More recently, Khan and the FTC have turned toward AI, launching multiple lawsuits against big tech companies, headlined by their recent investigation into Microsoft’s $10 billion investment and ongoing relationship with OpenAI, the $80 billion startup behind ChatGPT. Khan said in January she fears the big tech giant may be able to “exert undue influence or gain privileged access in ways that could undermine fair competition” in the AI arms race.
Kahn’s focus on antitrust cases has riled her critics and some investors, with Yale professor Jeffery Sonnenfeld labeling her a “competition cop” and CNBC’s Jim Cramer claiming she would be a “one-woman wrecking crew for your portfolio,” but she isn’t backing down.
Khan argued at TechCrunch’s StrictlyVC conference this week that coddling companies that are considered “national champions” is the wrong path.
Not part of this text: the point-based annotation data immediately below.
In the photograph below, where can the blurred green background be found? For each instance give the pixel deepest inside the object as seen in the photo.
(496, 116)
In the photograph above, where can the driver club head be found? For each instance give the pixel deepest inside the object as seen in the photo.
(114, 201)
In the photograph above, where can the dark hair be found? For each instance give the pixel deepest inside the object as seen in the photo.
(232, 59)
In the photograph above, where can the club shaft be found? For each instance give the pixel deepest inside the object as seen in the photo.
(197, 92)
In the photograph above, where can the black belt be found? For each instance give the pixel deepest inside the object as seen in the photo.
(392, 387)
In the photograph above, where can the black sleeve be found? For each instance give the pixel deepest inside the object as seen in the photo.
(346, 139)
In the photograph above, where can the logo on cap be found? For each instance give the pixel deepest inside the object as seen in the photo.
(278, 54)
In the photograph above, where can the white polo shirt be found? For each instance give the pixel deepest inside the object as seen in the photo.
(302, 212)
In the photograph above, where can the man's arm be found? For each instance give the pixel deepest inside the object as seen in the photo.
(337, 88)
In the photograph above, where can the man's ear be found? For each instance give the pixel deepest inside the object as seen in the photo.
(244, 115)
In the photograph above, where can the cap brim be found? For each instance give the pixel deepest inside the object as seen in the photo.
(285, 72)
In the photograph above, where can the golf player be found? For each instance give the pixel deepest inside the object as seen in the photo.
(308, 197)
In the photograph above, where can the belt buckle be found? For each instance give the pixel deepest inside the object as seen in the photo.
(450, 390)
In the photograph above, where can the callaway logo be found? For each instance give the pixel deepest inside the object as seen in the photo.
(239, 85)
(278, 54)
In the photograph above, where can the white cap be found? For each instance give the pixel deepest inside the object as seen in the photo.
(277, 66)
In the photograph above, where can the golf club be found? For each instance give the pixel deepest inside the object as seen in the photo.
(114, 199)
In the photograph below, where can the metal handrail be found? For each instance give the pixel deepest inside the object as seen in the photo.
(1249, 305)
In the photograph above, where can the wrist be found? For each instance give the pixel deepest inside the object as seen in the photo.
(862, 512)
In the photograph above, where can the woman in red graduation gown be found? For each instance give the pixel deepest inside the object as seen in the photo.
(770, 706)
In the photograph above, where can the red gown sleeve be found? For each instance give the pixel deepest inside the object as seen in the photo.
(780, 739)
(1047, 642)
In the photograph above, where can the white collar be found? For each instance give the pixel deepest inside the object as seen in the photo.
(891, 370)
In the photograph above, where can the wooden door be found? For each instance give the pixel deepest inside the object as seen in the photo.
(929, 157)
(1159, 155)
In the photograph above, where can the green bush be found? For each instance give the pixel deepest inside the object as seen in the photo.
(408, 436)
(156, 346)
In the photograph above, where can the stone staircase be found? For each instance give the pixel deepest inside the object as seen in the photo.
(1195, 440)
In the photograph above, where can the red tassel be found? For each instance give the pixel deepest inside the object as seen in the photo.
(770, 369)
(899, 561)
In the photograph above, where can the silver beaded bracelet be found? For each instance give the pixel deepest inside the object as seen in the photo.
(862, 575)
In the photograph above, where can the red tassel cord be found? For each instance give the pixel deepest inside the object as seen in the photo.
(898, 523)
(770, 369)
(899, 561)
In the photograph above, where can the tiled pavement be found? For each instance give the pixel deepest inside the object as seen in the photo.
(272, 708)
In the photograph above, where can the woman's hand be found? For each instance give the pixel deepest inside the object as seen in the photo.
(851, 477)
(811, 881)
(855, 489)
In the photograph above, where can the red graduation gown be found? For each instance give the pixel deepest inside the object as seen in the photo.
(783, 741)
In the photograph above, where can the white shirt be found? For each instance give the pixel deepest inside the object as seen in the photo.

“We’ve seen that some of the most significant breakthrough innovations have, historically, come from the startups, and the entrepreneurs, and the small guys who are able to just see things differently—see an opening in the market place and really disrupt in ways that disintermediates the big guys or really provides important competitive checks on them,” she said.
The FTC chair referenced key points in history where antitrust legislation has, in her view, boosted competition and led to innovation, including the Eisenhower administration’s 1956 antitrust suit against AT&T’s Bell Labs. Bell Labs was forced to license all its existing telecommunications patents royalty-free after developing a monopoly on the market, a move that increased innovation markedly in the following years, according to multiple studies.
“We need to keep those lessons of history in mind as we again choose a path,” Khan said. “We just need to be very wary of these national champion arguments and really, have faith in open, fair, competitive markets as being what’s going to be the driver of innovation.”